PA Gets $2.5 Million in Federal Grants for Watershed Cleanup

Pennsylvania is frequently criticized as the Bay watershed state that lags behind on clean-water efforts and funding to minimize upstream pollution runoff.

The federal government is making strides to correct that, with millions of dollars in new funds awarded to protect the Chesapeake Bay. Recently the National Fish and Wildlife Foundation (NFWF), U.S. Environmental Protection Agency (EPA) and the Chesapeake Bay Program announced that 10 Pennsylvania projects will be given grants totaling $2.5 million. $8.5 million in grants were already awarded through this partnership earlier this year.

This year’s grants are the first to come from the Pennsylvania Most Effective Basins (PA-MEB) Grants program.
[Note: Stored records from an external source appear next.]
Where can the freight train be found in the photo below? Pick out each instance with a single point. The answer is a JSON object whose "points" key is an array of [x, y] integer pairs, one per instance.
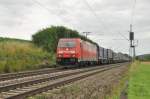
{"points": [[74, 51]]}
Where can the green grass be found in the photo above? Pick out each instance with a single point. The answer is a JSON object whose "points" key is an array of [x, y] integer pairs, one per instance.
{"points": [[139, 82], [16, 55]]}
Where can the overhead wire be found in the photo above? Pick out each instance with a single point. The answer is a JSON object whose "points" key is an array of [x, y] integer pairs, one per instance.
{"points": [[95, 14]]}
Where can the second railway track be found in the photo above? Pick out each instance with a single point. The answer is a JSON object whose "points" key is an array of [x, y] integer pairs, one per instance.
{"points": [[35, 85]]}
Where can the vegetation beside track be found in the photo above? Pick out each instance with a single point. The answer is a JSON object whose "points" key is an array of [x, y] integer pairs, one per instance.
{"points": [[139, 82], [99, 86], [18, 55]]}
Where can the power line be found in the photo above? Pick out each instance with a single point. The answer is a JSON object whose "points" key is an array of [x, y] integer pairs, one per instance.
{"points": [[95, 14], [133, 11]]}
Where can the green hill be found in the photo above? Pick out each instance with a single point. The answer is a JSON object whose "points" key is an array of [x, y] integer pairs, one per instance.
{"points": [[18, 55]]}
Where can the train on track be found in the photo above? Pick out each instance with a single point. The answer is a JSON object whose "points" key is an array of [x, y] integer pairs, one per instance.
{"points": [[74, 51]]}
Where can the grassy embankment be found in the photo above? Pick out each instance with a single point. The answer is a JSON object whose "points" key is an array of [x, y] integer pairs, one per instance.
{"points": [[19, 55], [139, 82]]}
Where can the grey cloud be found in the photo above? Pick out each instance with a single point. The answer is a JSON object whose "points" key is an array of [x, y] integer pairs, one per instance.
{"points": [[22, 18]]}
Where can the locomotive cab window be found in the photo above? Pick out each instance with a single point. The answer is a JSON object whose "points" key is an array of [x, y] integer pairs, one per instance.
{"points": [[67, 44]]}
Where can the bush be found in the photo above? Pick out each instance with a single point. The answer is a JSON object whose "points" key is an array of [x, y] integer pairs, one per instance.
{"points": [[18, 56]]}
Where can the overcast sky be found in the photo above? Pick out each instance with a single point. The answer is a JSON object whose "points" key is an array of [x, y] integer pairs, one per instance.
{"points": [[107, 20]]}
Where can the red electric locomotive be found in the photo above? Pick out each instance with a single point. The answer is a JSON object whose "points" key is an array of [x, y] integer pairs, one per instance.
{"points": [[71, 51]]}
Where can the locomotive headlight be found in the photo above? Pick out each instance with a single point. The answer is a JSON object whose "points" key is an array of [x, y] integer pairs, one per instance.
{"points": [[72, 52], [60, 52], [59, 55], [73, 55]]}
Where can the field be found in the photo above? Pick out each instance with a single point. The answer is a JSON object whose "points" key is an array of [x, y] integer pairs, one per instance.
{"points": [[139, 82], [16, 55]]}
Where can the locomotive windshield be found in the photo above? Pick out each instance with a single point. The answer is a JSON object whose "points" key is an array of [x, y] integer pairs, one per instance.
{"points": [[67, 44]]}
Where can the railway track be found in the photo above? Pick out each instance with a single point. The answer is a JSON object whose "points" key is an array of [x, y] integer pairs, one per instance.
{"points": [[28, 86]]}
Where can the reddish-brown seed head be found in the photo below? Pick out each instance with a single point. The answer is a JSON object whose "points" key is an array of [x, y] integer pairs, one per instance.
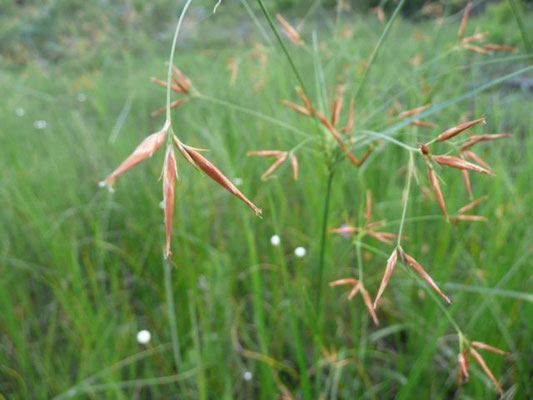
{"points": [[215, 174], [452, 132], [423, 274], [143, 151], [169, 183], [477, 357], [391, 263]]}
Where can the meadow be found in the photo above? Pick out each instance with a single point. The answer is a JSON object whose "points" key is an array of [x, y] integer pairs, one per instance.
{"points": [[237, 312]]}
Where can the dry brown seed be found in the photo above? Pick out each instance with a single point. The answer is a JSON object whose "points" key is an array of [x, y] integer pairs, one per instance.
{"points": [[174, 104], [484, 346], [368, 205], [169, 183], [294, 164], [449, 133], [486, 369], [354, 291], [423, 274], [472, 205], [215, 174], [464, 20], [482, 138], [468, 185], [345, 281], [280, 160], [391, 263], [462, 358], [423, 124], [459, 163], [289, 31], [436, 188], [474, 157], [143, 151], [336, 109], [414, 111], [498, 47]]}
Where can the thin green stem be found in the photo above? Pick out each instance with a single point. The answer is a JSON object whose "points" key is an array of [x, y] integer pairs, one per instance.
{"points": [[172, 313], [171, 58], [323, 237], [377, 48], [410, 168]]}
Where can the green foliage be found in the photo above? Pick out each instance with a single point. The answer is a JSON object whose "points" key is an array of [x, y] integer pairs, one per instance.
{"points": [[81, 270]]}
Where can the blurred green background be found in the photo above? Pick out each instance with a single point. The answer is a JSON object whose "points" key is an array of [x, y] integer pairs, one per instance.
{"points": [[81, 270]]}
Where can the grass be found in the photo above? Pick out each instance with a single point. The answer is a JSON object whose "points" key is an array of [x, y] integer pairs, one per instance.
{"points": [[81, 270]]}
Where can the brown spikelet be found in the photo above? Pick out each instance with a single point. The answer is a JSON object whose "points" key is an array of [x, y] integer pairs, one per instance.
{"points": [[143, 151], [459, 163], [336, 109], [368, 304], [291, 33], [345, 281], [181, 80], [464, 20], [474, 157], [414, 111], [280, 160], [215, 174], [483, 138], [351, 116], [174, 104], [423, 124], [169, 183], [484, 346], [436, 189], [391, 263], [294, 164], [449, 133], [498, 47], [423, 274], [368, 205], [462, 359], [472, 205], [468, 185], [486, 369]]}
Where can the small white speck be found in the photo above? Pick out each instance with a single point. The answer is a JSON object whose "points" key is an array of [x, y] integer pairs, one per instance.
{"points": [[144, 336], [300, 252], [40, 124], [275, 240]]}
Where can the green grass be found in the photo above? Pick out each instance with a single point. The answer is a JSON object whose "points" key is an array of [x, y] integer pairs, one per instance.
{"points": [[82, 271]]}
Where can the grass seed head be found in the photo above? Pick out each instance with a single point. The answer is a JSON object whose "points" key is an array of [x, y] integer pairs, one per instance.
{"points": [[452, 132], [214, 173], [144, 150], [169, 183]]}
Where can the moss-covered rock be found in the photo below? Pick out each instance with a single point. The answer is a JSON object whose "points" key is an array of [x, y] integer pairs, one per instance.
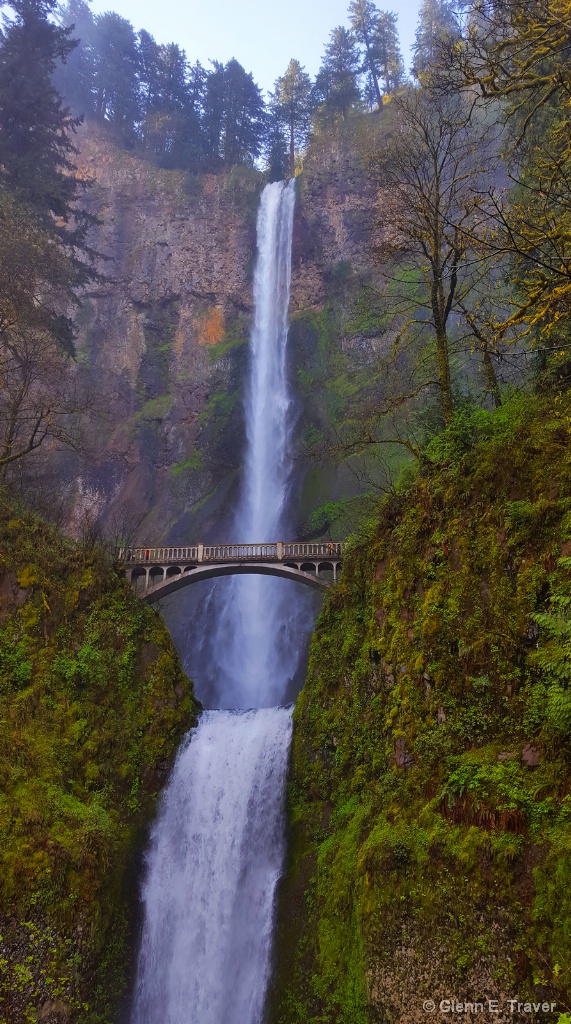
{"points": [[93, 702], [429, 802]]}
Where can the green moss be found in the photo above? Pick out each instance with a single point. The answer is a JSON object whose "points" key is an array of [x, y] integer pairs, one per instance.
{"points": [[93, 702], [428, 800]]}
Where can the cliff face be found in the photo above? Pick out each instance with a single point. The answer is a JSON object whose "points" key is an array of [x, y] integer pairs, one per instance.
{"points": [[93, 704], [163, 340]]}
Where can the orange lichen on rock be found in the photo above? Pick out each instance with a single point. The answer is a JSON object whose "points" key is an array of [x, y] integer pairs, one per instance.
{"points": [[211, 328]]}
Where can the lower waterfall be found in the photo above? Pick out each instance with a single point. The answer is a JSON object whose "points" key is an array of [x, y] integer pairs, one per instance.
{"points": [[217, 847], [214, 860]]}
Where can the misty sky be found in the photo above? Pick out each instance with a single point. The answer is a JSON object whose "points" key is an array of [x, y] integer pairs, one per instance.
{"points": [[262, 35]]}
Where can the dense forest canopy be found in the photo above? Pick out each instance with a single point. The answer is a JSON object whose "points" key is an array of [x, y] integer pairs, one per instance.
{"points": [[475, 261]]}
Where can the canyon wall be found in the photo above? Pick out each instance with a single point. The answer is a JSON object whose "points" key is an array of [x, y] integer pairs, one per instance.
{"points": [[163, 338]]}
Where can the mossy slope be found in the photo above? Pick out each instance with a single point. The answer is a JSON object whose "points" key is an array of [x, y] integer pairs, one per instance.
{"points": [[429, 802], [93, 702]]}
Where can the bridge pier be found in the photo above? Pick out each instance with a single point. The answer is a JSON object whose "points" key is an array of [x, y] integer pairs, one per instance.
{"points": [[160, 570]]}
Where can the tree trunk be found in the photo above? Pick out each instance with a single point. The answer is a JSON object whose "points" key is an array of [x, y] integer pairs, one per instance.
{"points": [[374, 75], [444, 378]]}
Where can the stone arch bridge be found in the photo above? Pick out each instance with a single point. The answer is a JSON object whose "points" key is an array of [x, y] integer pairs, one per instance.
{"points": [[158, 571]]}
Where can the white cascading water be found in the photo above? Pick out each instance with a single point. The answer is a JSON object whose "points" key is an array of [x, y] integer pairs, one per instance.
{"points": [[217, 848]]}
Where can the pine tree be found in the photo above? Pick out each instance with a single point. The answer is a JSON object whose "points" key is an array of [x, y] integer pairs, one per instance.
{"points": [[213, 115], [244, 116], [364, 22], [336, 85], [437, 26], [36, 151], [74, 77], [275, 148], [387, 55], [116, 69], [292, 102]]}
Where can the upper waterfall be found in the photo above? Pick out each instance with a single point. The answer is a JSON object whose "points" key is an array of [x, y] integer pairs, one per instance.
{"points": [[217, 848]]}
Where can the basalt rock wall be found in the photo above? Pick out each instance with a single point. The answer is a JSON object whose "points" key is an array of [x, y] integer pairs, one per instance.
{"points": [[163, 338]]}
The money is going toward on-the-ground projects that will strengthen habitat for native wildlife and improve water quality in Pennsylvania’s own waterways as well as the Chesapeake Bay downstream. NFWF says the grants will improve water quality practices on more than 45,000 acres and restore more than 45 miles of stream/forest habitat.

“The real benefit is that we are putting practices on the ground that are very localized. In Lancaster, we’re getting local streams off the impaired list,” explains Jake Reilly, director of NFWF Chesapeake Bay Programs. He points out that in addition to cleaning up streams for the health of surrounding residents, these efforts also provide a strong economic benefit to local producers.

For its part, the Lancaster County Conservation District says a lot of outreach has been done in recent years to farmers and landowners. Says District Manager Chris Thompson, “We have willing recipients, people willing to put in the work. We just needed the money.”

The money will stretch across not just Lancaster County but much of Pennsylvania’s Bay watershed. For example, $50,000 will go towards an assessment of the First Fork Sinnemahoning Creek watershed, in the western corner of the Bay region, to improve Eastern brook trout habitat. And a nearly-$1 million sustainable agriculture grant will help southeastern dairy farms go 100 percent grass-fed, which restores soil health and improves water quality. In the Middle Creek watershed in central Pennsylvania, farmers will get incentive payments to increase the number of cover crop acres they plant.

The new EPA Mid-Atlantic Regional Administrator, Adam Ortiz, puts it directly: “Pennsylvania has been our priority and will continue to be our priority.” He says agricultural runoff is the biggest focus for this grant program, and they chose the 10 projects they felt would make the biggest difference.

“Someone’s swimming hole or fishing hole today is someone’s Bay tomorrow,” he says.